Featured Research

from universities, journals, and other organizations

Climate change: Can geoengineering satisfy everyone?

Date:
September 20, 2010
Source:
University of Bristol
Summary:
Reflecting sunlight from the Earth by geoengineering would undoubtedly cool the climate, but would different countries agree on how much to reflect? Research by climate scientists in the UK shows that the impact of geoengineering would be felt in very different ways across the world.

Reflecting sunlight from the Earth by geoengineering would undoubtedly cool the climate, but would different countries agree on how much to reflect? Research by climate scientists at the University of Bristol shows that the impact of geoengineering would be felt in very different ways across the world.

Previous studies of geoengineering approaches, aimed at averting dangerous climate change, have shown that although the average global temperature could be restored to 'normal' levels, some regions would remain too warm, whereas others would 'overshoot' and cool to much.
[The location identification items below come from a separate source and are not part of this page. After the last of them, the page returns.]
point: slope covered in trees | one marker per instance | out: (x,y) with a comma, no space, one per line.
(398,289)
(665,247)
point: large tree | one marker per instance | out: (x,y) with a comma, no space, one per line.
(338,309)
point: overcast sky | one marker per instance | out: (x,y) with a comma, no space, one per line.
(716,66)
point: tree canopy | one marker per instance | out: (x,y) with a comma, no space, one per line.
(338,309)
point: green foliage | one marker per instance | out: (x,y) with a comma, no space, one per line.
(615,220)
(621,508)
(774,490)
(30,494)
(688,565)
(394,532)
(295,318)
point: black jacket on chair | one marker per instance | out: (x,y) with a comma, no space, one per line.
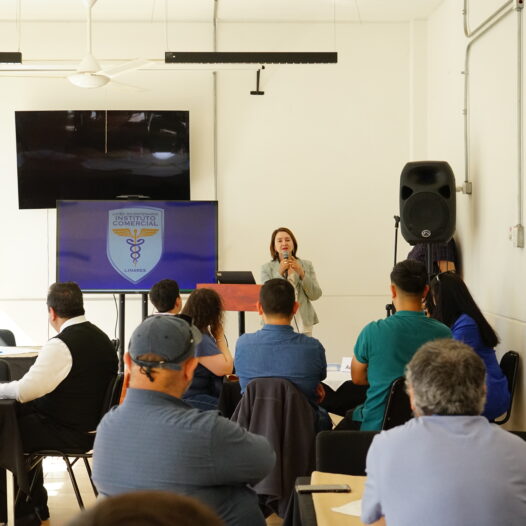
(278,410)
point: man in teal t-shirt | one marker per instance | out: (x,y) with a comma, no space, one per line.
(384,347)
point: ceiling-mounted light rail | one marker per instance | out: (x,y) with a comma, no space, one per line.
(10,58)
(244,57)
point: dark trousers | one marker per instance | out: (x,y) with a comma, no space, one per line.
(346,397)
(39,432)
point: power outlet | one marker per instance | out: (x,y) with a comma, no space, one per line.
(517,236)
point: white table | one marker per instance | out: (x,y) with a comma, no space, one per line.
(336,378)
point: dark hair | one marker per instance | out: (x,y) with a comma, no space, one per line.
(164,294)
(410,276)
(65,299)
(273,253)
(277,296)
(452,299)
(447,378)
(147,508)
(205,307)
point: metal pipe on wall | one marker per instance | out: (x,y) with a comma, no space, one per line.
(216,7)
(465,12)
(481,30)
(520,144)
(467,184)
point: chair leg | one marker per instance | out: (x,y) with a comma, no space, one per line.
(73,481)
(88,469)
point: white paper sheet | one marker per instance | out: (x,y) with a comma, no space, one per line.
(12,351)
(351,508)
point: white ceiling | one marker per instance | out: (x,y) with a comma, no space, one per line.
(228,10)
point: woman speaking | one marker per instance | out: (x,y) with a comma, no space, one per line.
(299,272)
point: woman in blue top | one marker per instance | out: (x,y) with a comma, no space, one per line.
(455,307)
(205,308)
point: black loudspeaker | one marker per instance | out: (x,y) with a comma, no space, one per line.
(427,202)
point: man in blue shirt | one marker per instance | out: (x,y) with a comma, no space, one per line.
(449,465)
(155,441)
(276,350)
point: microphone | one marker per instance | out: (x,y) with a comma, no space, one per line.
(285,255)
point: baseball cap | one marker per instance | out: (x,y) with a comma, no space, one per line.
(171,337)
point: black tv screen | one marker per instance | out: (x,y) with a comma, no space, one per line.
(101,155)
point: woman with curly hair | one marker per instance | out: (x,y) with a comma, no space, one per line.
(205,308)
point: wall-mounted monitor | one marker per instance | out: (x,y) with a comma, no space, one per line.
(101,155)
(127,246)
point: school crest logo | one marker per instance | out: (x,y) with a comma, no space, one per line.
(135,241)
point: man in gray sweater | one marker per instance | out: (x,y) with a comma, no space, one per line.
(154,440)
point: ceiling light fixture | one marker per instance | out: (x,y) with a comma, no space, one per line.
(244,57)
(11,58)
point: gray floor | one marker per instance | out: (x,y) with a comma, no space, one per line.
(62,502)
In addition, average rainfall would be reduced.

This new study looked at the impacts of different strengths of geoengineering, from full strength (sufficient to return global average temperatures back to normal), through to no geoengineering.

Reporting in Geophysical Research Letters, the researchers looked at how the impacts caused by these different strengths of geoengineering differed from region to region, using a comprehensive climate model developed by the UK Met Office, which replicates all the important aspects of the climate system, including the atmospheric, ocean and land processes, and their interactions.

Their analysis revealed that with increasing geoengineering strength, most regions become drier while others buck the trend and become increasingly wet. For example, the USA became drier with increasing geoengineering, and returned to normal conditions under half-strength geoengineering, whereas Australia became wetter, returning to normal conditions only for full strength geoengineering

Pete Irvine, lead author on the paper, points out there are likely to be disagreements over any future geoengineering schemes: "If there is a large amount of global warming in the future there would be no strength of geoengineering that would be best for everyone: some may be better off without any geoengineering while others may do better with a large amount."

The team suggest that global average figures are too simple a measure to assess the impacts of geoengineering, and that decision makers of the future need to consider a variety of impacts, such as on regional precipitation, sea-level response, global crop yield before deciding whether embarking on geoengineering would be the right choice.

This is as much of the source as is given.